お互いに嫌悪感を浮かべ続けるのがしんどいので、擬似的に父親をめっちゃ嫌っている娘的な関係を構築することでどうにか関係性を保っているのかもしれない。
「ちょっと相手様の確認に行ってくるから待ってて」
そう言って母が部屋を出ると同時に耳元が僅かにかゆいような振動を伝える。
『こちらレズネーク。床下に潜入した』
当の養子候補の声が聞こえた。どうやってだよ。
『だめな先輩では解決できない事態になったらアジャラカモクレンと合図の言葉を出してくれ。私が登場して全てぶち壊してくれよう!』
「どうやってだレズネーク」
『えーと……』
考えてないのかよ。
『わ、私が登場してぇ……』
「お前が登場して?」
『命に掛けてでも私と先輩とは離れられないからって説明とか……』
「誤解を生みまくりそうでキショいぞ」
『うるさいばーか! 先輩こそキショ男!』
「叫ぶな」
見合いの最中に他の女乱入とか修羅場か。
まあどうしても断れる雰囲気じゃないときには強引にそうすることも必要かもしれないけれど……お互いの親の面子を潰してでも。
少なくとも今、この後輩の命を預かってる状況で結婚なんて出来るはずがない。ある意味免罪符になる存在で便利……か?
いやなんか母に知られたらマズイ気がする。責任とって結婚しろとかなんとか。誰でもいいんだ。母にとっては。そもそも後輩は僕のこと嫌いだしレズだからそれは無理なわけで。
ええい、面倒くさい。
そんなやり取りをしていると、母が戻ってきた。
「成次、相手様の準備できてるみたいだから」
「はぁ」
「式の日取りまで決めてきて。
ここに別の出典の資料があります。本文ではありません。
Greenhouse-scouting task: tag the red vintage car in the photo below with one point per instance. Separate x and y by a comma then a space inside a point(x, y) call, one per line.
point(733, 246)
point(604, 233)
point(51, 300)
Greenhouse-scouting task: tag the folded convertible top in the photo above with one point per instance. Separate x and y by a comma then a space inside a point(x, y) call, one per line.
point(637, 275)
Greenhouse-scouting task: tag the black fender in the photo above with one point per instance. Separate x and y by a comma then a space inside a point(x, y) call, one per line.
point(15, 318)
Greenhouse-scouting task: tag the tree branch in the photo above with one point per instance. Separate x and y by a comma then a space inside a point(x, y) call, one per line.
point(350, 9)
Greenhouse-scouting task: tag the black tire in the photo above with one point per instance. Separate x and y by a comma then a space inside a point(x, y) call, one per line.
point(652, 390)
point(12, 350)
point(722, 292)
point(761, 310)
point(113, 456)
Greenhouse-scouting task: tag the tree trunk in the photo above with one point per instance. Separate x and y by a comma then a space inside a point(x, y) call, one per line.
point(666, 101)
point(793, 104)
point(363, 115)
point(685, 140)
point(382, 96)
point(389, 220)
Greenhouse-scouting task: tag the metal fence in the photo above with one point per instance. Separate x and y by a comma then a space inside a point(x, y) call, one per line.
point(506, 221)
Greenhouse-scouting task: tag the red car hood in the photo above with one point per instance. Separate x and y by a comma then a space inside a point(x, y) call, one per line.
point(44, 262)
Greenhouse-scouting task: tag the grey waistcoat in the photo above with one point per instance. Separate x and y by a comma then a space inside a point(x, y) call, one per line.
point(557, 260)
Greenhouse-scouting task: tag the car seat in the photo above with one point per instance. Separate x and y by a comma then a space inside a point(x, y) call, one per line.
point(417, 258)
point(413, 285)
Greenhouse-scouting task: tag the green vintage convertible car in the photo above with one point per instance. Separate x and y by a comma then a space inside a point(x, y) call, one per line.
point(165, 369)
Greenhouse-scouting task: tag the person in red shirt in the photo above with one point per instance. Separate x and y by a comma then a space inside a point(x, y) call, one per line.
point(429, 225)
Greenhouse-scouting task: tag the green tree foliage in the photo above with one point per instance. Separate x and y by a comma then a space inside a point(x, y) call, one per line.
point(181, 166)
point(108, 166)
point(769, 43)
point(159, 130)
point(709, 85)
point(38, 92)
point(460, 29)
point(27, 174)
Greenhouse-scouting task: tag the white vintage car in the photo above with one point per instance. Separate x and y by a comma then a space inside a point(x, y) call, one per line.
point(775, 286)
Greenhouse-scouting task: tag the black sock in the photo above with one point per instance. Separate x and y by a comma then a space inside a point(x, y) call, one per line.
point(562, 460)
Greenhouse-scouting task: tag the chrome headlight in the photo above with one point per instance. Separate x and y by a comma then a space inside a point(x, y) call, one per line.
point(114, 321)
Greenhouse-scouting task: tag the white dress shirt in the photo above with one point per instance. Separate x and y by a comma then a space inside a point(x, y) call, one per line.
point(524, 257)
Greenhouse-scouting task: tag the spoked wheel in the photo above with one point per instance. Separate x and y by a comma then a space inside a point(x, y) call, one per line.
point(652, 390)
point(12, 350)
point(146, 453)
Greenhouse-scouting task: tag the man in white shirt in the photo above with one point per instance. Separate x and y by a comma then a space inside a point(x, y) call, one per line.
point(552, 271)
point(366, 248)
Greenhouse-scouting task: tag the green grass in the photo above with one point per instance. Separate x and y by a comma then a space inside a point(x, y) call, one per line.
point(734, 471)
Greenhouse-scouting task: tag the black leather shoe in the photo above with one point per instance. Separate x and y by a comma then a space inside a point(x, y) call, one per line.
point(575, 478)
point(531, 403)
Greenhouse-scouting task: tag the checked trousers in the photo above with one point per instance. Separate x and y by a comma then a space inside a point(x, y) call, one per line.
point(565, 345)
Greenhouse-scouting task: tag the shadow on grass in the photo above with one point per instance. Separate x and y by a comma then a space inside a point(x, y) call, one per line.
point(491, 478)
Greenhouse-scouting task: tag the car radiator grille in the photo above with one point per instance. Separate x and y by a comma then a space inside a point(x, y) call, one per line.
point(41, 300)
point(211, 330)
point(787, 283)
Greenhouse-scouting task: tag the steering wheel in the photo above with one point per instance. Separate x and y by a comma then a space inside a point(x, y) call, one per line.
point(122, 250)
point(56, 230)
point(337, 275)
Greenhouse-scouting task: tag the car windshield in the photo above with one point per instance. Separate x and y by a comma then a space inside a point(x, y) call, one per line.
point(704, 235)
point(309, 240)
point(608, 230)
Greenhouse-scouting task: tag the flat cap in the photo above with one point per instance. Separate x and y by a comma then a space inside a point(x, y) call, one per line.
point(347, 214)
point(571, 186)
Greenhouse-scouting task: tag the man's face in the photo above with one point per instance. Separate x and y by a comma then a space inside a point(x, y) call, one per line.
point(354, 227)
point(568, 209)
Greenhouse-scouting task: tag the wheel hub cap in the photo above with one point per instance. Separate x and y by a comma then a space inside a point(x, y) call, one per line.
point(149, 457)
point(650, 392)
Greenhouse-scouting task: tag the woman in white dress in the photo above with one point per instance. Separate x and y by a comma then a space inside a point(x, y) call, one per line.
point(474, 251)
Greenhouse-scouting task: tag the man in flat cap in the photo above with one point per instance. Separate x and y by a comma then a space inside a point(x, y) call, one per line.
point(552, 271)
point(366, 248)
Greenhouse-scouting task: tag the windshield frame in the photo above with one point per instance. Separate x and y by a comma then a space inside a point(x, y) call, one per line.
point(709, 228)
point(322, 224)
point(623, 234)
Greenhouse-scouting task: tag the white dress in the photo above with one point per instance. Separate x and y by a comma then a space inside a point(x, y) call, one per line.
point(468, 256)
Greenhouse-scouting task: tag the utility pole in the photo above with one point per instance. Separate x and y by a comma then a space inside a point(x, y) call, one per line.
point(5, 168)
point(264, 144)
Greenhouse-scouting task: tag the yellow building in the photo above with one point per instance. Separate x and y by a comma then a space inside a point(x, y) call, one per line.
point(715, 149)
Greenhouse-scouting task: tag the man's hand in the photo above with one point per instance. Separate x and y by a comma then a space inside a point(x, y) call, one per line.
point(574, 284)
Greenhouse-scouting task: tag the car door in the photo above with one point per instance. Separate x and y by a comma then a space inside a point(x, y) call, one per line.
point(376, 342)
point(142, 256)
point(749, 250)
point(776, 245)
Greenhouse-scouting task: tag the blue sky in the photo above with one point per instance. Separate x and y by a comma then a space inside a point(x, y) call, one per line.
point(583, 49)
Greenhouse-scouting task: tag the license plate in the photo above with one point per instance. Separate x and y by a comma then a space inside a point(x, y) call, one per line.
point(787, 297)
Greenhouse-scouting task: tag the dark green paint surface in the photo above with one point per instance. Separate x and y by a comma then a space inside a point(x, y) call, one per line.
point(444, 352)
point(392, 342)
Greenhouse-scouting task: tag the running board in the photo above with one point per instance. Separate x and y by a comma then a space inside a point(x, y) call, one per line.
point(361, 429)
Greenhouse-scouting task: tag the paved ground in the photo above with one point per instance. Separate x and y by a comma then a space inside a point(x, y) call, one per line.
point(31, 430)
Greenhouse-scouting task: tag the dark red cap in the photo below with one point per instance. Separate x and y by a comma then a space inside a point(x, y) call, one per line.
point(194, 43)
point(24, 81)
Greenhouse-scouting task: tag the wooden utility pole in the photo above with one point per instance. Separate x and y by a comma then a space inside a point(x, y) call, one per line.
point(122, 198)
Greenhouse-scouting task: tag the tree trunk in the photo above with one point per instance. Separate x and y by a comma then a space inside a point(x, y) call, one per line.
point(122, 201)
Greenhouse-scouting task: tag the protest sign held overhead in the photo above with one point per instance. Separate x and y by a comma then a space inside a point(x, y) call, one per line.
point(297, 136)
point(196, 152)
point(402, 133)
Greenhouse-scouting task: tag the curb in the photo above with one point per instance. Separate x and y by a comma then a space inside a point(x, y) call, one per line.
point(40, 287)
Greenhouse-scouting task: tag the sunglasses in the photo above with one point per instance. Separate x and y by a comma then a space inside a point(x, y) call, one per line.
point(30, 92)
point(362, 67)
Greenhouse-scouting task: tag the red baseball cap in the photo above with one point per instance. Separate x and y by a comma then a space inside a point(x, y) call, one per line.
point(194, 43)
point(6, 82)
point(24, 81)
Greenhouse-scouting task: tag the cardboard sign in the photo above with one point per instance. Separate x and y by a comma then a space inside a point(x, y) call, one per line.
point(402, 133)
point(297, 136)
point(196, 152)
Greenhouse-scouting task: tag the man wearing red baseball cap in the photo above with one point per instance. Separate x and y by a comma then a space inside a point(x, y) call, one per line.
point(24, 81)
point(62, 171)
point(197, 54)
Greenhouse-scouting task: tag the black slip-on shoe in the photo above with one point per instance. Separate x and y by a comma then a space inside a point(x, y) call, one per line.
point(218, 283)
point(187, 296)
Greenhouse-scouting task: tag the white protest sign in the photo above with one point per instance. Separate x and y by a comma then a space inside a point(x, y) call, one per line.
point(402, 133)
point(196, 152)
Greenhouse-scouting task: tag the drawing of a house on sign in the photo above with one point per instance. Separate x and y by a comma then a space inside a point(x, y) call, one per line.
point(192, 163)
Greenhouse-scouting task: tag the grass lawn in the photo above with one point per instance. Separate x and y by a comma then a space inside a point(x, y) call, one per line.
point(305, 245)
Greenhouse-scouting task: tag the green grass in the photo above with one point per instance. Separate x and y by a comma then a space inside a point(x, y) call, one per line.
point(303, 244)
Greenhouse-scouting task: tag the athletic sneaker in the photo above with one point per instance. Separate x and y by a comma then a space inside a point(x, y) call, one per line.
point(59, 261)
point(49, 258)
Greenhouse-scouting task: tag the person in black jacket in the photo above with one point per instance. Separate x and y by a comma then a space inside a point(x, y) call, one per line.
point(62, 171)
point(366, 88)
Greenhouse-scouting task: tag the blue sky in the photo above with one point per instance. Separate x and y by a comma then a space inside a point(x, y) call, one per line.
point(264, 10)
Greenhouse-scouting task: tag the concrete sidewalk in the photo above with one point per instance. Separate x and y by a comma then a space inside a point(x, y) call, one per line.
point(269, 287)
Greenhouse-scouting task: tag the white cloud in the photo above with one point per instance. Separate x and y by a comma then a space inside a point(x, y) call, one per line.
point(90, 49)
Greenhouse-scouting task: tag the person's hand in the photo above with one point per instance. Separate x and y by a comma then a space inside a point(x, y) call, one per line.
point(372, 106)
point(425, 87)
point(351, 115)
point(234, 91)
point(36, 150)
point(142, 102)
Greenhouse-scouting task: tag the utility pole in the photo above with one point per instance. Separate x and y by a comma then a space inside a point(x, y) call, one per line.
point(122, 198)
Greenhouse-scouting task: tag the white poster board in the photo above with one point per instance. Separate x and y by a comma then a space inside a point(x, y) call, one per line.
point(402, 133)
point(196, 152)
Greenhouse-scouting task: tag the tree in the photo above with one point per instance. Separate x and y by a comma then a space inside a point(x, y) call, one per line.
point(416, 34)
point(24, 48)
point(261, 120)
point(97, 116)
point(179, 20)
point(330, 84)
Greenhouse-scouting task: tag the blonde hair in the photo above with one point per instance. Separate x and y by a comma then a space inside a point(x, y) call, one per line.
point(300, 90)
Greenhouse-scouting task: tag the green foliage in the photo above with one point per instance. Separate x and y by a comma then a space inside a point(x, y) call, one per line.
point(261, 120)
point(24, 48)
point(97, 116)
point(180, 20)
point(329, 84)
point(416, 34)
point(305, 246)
親戚呼ばないと」
「早いよ! 決めねえよ!」
絶対台無しにしたら母から怒られるっていうか、見限られるんだろうなあ。
親に恩返しもできないのはきっと後悔の種になると思うのだけれど。
やはりいつかは真剣に考え無くてはならないのだろう。結婚を。後輩の病気が治って……後は美月さんがどこかに嫁に行けば心残りも無くなるはずだ。それからか。
重い足取りで指定された部屋へ向かう。この料亭は昔から、根津家の関係者が見合いや結婚の宴に使っていた店らしい。神楽坂あたりに住んでいた天狗が仲人の胴元になり婚活セッティング会社を江戸時代に作ったという噂だ。
千や二千ではない大勢の見合いを成立させてきた店は部屋の作りから気合が入っている。なにせ障子紙がびっしりと並んだ婚姻届なぐらいだ。プレッシャーの掛け方を間違っていると思う。
母が身振りで僕一人で行けと合図する。見知らぬ相手にたった一人の最終決戦。不安だ。
『安心して先輩。ほら可愛い後輩がついてるぞ。死ぬほど感謝して後で土下座してほしい……』
要らない援護が飛んできた。こいつ僕の土下座が見たいだけだろ。
『土下座してほしい……』
まだ呟いている。しつこい。
僕はさっさとお見合いを終わらせるべく、婚姻届で作られた障子を開いた。
中に居たのは帯だけで僕のスーツより高そうな着物を身に纏った女性で──
「へ?」
「あれ? 成次くん」
──小首を傾げた美月さんが、対面に座っていた。
『メーデー! メーデー! 先輩今スグ脱出せよー!』
耳に後輩の混乱したような叫びが聞こえてきたが、僕らは戸惑ったように向き合っていた。